Santo Stefano, fino a cinque decenni fa è stata destinata come isola penitenziario; lo è stato sin dal tempo dei Borboni. E’ ancora dominata dall’edificio carcerario abbandonato, mastodontico e integro nella sua struttura. L’isola ebbe una presenza umana stabile solo quando Ferdinando IV Re di Napoli decise di costruirvi un carcere destinato ad ospitare gli ergastolani. Fu ultimato nel 1795. Nel corso degli anni il carcere di Santo Stefano ebbe “ospiti” personaggi importanti come Luigi Settembrini, l’anarchico Bresci, e Sandro Pertini. L’edificio è visitabile con accompagnamento. Da tempo è stato progettato l’utilizzo dell’ex carcere come sede di un grande centro idrobiologico e zona di incontri per la storia e la scienza dell’ambiente marino.
L’Arcipelago Pontino è un paradiso per i subacquei. Dalla fine degli anni ’40 prima lo sport poi l’esplorazione hanno avuto uno spazio grandioso dove svilupparsi e dove offrire molti spunti di ricerca.

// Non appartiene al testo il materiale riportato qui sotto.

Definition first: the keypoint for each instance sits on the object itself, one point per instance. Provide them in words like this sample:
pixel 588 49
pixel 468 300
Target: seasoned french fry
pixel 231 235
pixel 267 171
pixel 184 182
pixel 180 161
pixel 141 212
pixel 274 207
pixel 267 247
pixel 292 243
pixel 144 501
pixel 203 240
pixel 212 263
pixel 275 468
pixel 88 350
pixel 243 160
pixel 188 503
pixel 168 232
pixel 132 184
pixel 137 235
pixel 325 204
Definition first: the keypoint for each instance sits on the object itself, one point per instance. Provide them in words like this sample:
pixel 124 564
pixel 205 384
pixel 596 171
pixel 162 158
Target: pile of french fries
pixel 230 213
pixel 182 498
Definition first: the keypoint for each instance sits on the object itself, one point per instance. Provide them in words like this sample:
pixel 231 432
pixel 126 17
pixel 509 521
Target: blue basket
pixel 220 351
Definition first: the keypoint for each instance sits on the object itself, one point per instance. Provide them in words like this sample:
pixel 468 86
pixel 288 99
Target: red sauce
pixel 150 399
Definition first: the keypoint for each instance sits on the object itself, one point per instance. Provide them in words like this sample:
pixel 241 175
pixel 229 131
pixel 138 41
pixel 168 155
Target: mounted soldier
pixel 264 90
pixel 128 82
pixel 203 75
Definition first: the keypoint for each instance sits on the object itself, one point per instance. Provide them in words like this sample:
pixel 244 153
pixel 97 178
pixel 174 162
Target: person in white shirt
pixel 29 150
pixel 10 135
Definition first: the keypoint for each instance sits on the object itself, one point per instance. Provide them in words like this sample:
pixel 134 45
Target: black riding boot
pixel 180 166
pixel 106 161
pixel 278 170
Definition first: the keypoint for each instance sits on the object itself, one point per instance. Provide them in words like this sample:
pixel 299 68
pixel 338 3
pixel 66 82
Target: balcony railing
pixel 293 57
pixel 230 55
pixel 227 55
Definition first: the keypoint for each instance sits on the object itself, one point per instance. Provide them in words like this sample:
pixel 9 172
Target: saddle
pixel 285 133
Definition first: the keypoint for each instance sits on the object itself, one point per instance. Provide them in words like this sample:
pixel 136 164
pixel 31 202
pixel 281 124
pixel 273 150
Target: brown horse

Anche perchè l’Arcipelago è punteggiato da altre isole, ancora in parte sconosciute e da scoprire. Sono le sommerse “isole d’acciaio”, relitti di navi perdute nel tempo delle due guerre mondiali: il relitto del Corriere di Ponza silurato nel 1918 nel mare di Zannone, lo scafo spezzato del piroscafo Santa Lucia affondato presso Ventotene nel 1943, il relitto della nave da trasporto Liberty affondata dalla tempesta nel 1944 vicino alla costa di Ponza, davanti a Punta del Papa. La nave è ora meta continua di visite subacquee.
Le isole pontine sono raggiungibili da diversi porti.
Ponza: da Anzio e da Formia (con aliscafo e motonave tutto l’anno), da San Felice Circeo (con motonave stagionale), da Terracina (con motonave tutto l’anno).
Ventotene: da Anzio e da Formia (con aliscafo e motonave tutto l’anno), da Terracina (con motonave stagionale).
Ponza e Ventotene sono collegate tra loro dal servizio di aliscafi e di motonavi, e d’estae anche da collegamenti locali. Nel periodo estivo vengono attivate una linea da Fiumicino ed una da Napoli.
I collegamenti da Ponza verso le isole minori sono svolti infine dalla Cooperativa Barcaioli Ponzesi che organizzano diverse escursioni giornaliere.